Clinical question 8-1: Does a reduced number of drugs based on single pill combinations improve medication adherence?
Consensus: A reduced number of drugs based on single pill combinations improves medication adherence.
Clinical question 8-2: Do polypills increase medication adherence?
Consensus: Polypills improve medication adherence.
In its preventive cardiology report in 2002, the American Heart Association put a major emphasis on the active role of patients as well as the practice of the healthcare system for improved adherence (Table 1). Doctors, nurses, pharmacists, and physician assistants should all practice the key concepts of 1) PCCC, 2) interview or counseling, and 3) behavioral science so that patients can perform their roles. As health education nurses, nutritionists, and psychology counselors are added to the group of healthcare providers, adherence can be promoted through education, motivation, monitoring, and feedback.82) In metabolic syndrome patients, collaboration between nutritionists and physical therapists improves adherence in lifestyle changes.83) Collaboration between nutritionists or pharmacists and nurses improves the adherence of cardiovascular and hypertension therapy.84)85)86)87) A total approach through diverse collaborations in the clinic improves the adherence of a program for lifestyle changes.88)
Under specific strategies to develop systematic team approaches to provide therapy to improve adherence, clinical specialists should receive specific education on adherence intervention. The healthcare system should also plan and deliver a corresponding medical service. If there are no established training sets of clinical skills applied broadly in actual therapy, a team approach will not be effective, even with a well-established program as long as it is not dedicated to adherence intervention. That is, one of the major issues in current education is that the efficacy of treatment proven in clinical research is not implemented in real world practice due to the lack of an educational strategy for healthcare personnel to contribute team approaches to improve adherence.
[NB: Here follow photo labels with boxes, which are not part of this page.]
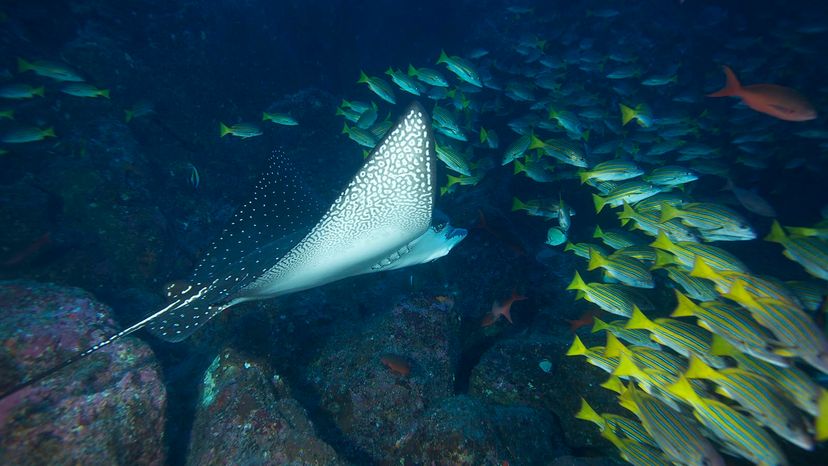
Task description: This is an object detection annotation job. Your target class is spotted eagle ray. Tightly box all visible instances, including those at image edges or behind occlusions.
[0,103,466,399]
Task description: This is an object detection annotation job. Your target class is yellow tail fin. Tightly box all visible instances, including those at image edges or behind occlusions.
[566,335,589,356]
[591,317,610,338]
[670,290,701,317]
[566,271,589,291]
[592,193,607,214]
[512,197,526,212]
[658,202,682,223]
[765,220,788,244]
[604,332,631,358]
[587,248,607,270]
[690,256,724,282]
[664,375,704,406]
[575,398,606,430]
[684,354,719,380]
[650,230,676,252]
[219,122,232,138]
[601,375,624,394]
[815,388,828,442]
[612,353,649,380]
[618,104,636,126]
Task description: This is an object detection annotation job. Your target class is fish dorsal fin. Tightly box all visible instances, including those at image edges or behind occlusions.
[234,103,435,302]
[148,150,321,342]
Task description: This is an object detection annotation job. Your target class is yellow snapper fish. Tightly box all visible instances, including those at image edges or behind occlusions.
[765,220,828,280]
[262,112,299,126]
[619,383,725,466]
[219,123,262,139]
[665,376,788,466]
[17,58,83,82]
[60,82,109,99]
[0,84,44,99]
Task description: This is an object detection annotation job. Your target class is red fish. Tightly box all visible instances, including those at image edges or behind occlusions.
[707,66,817,121]
[480,291,526,327]
[380,354,411,377]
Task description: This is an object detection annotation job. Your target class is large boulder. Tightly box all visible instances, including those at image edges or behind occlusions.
[306,296,459,462]
[469,335,623,449]
[0,281,166,464]
[187,348,343,466]
[398,395,568,465]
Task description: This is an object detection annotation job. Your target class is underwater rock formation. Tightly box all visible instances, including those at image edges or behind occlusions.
[0,281,166,464]
[187,348,344,466]
[397,395,568,465]
[469,336,613,448]
[306,296,459,462]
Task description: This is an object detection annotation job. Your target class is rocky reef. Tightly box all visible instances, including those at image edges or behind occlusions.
[0,281,166,465]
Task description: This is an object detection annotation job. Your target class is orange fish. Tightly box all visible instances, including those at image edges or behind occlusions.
[707,66,817,121]
[380,354,411,377]
[480,291,526,327]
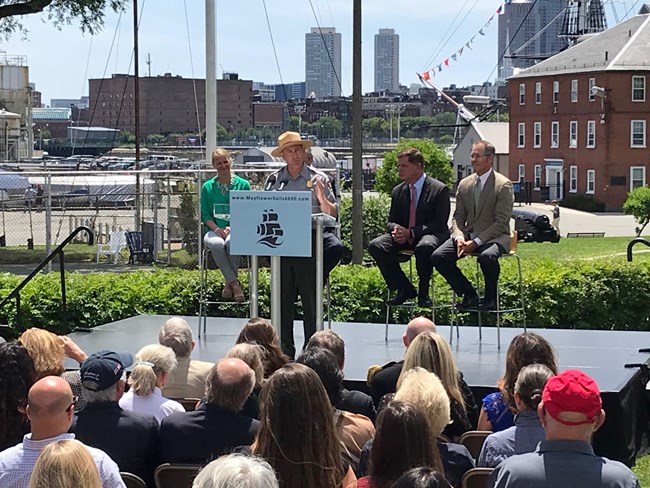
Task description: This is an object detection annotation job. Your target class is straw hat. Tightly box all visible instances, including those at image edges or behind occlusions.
[271,131,314,156]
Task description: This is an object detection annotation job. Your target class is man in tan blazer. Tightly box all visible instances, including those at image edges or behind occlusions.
[431,141,514,310]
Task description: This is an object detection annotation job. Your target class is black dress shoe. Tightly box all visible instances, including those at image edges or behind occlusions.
[478,298,497,312]
[456,294,479,311]
[386,288,417,307]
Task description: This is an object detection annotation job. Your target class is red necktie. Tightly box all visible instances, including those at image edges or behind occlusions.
[409,185,418,229]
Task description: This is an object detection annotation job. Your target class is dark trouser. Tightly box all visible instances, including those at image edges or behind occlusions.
[280,232,343,358]
[431,239,505,300]
[368,234,440,294]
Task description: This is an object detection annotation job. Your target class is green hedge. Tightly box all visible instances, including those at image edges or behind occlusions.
[0,258,650,333]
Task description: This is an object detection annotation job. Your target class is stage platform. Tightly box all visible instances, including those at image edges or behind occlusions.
[66,315,650,465]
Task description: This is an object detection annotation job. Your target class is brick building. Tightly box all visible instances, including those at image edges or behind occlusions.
[508,15,650,210]
[89,73,253,137]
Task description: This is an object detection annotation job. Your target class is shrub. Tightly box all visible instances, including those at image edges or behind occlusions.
[562,195,605,212]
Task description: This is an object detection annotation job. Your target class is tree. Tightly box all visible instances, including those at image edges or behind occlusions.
[375,139,454,194]
[623,186,650,237]
[0,0,128,38]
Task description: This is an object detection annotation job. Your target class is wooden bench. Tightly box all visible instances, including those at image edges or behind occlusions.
[566,232,605,237]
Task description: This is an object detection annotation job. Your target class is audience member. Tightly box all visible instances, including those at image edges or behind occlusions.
[296,348,375,471]
[29,439,102,488]
[369,317,436,405]
[0,341,36,451]
[251,364,355,488]
[391,467,452,488]
[158,317,213,398]
[160,358,259,464]
[357,401,443,488]
[478,332,557,432]
[70,351,158,486]
[192,454,278,488]
[477,364,553,468]
[387,331,476,440]
[306,329,377,422]
[236,317,289,378]
[226,342,264,420]
[18,327,88,410]
[0,376,126,488]
[487,369,640,488]
[119,344,185,422]
[368,148,450,308]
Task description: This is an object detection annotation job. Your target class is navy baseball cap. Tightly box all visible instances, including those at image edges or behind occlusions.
[80,351,133,391]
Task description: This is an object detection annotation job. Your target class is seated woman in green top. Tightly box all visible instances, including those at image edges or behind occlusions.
[201,148,251,302]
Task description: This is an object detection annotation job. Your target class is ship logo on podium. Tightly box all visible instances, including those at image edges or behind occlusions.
[257,209,284,249]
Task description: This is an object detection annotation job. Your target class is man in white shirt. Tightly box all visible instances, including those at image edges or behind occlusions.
[0,376,126,488]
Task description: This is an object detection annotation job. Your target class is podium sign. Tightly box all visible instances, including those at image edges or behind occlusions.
[230,191,311,257]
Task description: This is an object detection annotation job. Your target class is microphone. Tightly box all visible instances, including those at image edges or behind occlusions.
[264,175,276,191]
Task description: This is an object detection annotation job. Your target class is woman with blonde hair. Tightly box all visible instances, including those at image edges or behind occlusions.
[29,439,102,488]
[201,148,251,302]
[120,344,185,423]
[397,331,476,440]
[226,342,264,420]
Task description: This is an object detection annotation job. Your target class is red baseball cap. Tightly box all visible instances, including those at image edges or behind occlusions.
[542,369,603,425]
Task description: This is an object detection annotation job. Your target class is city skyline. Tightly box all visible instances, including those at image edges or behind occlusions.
[0,0,624,105]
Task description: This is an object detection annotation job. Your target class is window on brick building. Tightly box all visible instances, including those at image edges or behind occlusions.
[585,169,596,195]
[569,120,578,147]
[632,76,645,102]
[630,120,646,147]
[551,121,560,147]
[587,120,596,147]
[571,80,578,103]
[630,166,645,191]
[569,166,578,193]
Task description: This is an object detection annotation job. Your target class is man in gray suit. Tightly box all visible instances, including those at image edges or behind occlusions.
[431,141,514,310]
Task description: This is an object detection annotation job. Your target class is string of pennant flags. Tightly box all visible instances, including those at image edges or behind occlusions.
[418,5,503,81]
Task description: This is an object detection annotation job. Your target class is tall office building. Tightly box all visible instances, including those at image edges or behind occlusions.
[375,29,399,93]
[305,27,341,98]
[497,0,567,81]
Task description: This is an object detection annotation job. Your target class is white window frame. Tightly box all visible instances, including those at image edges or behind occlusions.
[630,119,647,148]
[569,120,578,148]
[585,169,596,195]
[533,122,542,147]
[569,165,578,193]
[587,78,596,102]
[551,120,560,147]
[630,166,646,191]
[632,76,645,102]
[517,122,526,147]
[587,120,596,148]
[571,80,578,103]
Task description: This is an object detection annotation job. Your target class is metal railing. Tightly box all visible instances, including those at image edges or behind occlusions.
[0,226,95,327]
[627,237,650,263]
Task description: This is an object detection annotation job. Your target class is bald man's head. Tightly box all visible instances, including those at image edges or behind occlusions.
[402,317,436,347]
[27,376,74,440]
[206,358,255,413]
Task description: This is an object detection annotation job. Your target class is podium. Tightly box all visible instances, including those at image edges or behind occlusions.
[230,191,336,340]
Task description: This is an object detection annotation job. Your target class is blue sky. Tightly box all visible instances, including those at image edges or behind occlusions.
[0,0,628,104]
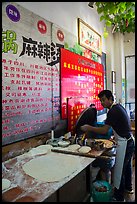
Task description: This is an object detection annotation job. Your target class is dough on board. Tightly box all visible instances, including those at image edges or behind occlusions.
[2,178,11,190]
[22,153,80,182]
[78,146,91,153]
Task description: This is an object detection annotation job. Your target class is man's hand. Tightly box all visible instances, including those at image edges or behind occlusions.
[80,125,92,132]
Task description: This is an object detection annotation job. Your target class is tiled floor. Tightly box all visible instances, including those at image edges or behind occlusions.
[90,166,135,202]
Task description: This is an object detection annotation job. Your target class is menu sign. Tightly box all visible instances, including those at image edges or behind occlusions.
[61,48,104,119]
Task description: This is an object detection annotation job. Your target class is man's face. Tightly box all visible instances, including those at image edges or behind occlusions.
[100,96,111,108]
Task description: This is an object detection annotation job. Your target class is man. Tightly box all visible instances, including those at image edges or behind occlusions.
[81,90,135,201]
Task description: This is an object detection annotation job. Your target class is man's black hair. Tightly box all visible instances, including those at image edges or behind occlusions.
[98,90,114,101]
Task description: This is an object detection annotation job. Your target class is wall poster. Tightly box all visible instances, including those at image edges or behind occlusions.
[61,48,104,130]
[78,18,102,56]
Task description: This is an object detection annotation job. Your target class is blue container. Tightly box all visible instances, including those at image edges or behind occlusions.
[92,181,112,202]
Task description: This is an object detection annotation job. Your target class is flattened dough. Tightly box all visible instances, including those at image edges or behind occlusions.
[2,179,11,190]
[95,139,114,148]
[22,153,80,182]
[68,144,81,151]
[28,145,50,156]
[78,146,91,153]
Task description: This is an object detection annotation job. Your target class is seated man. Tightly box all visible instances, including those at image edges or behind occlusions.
[75,104,115,181]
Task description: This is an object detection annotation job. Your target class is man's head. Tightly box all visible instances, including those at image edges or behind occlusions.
[98,90,114,108]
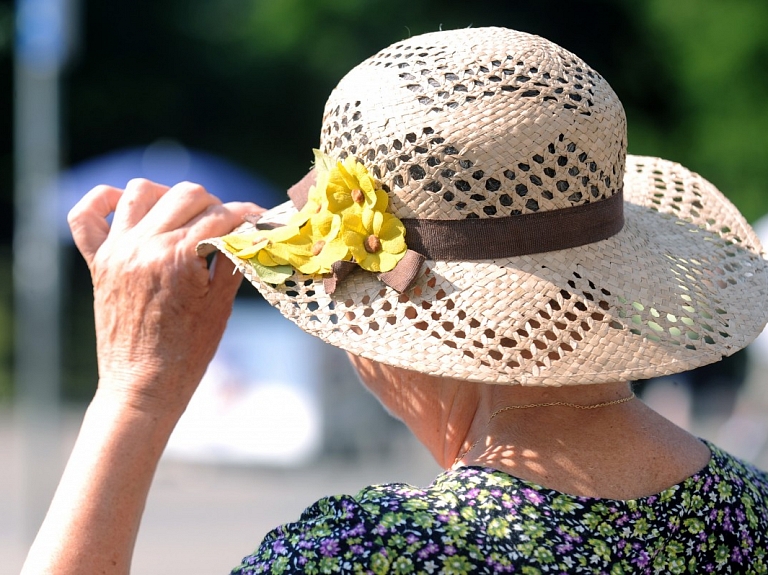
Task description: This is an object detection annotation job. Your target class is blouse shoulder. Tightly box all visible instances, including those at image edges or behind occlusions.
[234,450,768,575]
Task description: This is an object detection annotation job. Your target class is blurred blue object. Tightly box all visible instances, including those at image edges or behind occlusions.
[56,140,286,240]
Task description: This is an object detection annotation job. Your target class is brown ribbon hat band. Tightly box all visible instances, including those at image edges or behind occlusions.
[288,170,624,294]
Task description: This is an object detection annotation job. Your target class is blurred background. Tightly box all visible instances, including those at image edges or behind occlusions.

It is therefore urgent to develop a “PCCC training tools set for adherence improvement” that will assess adherence systematically, propose an intervention plan, and promote effective follow-up through the well-developed capabilities of healthcare staff. Such education for healthcare personnel should include 3 topics. The first topic is information about adherence: 1) factors and intervention methods affecting adherence; 2) dynamics and economics related to adherence; and 3) behavioral mechanisms to determine patient factors related to adherence. The second topic describes how to effectively make use of clinical information regarding adherence improvement and how to think about strategies for evaluating and facilitating changes. With such education, healthcare providers should be able to explain 1) interview methods to assess adherence, 2) learn from local factors and interventions, 3) choose the best intervention, and 4) assess the progress and follow-up. The third topic should cover behavioral tools that develop and maintain lifestyle changes. Medical experts should be trained for each element of these tools with role play and pedagogical strategies; consequently, they should be able to confidently apply behavioral tools to improve adherence to daily practice.
Clinical question 9: Does collaboration among nurses, pharmacists, and nutritionists improve adherence?
Consensus: A multi-disciplinary team unit approach involving nurses, pharmacists, nutritionists, physical therapists, and behavior therapists improves the adherence needed in the primary prevention of cardiovascular diseases.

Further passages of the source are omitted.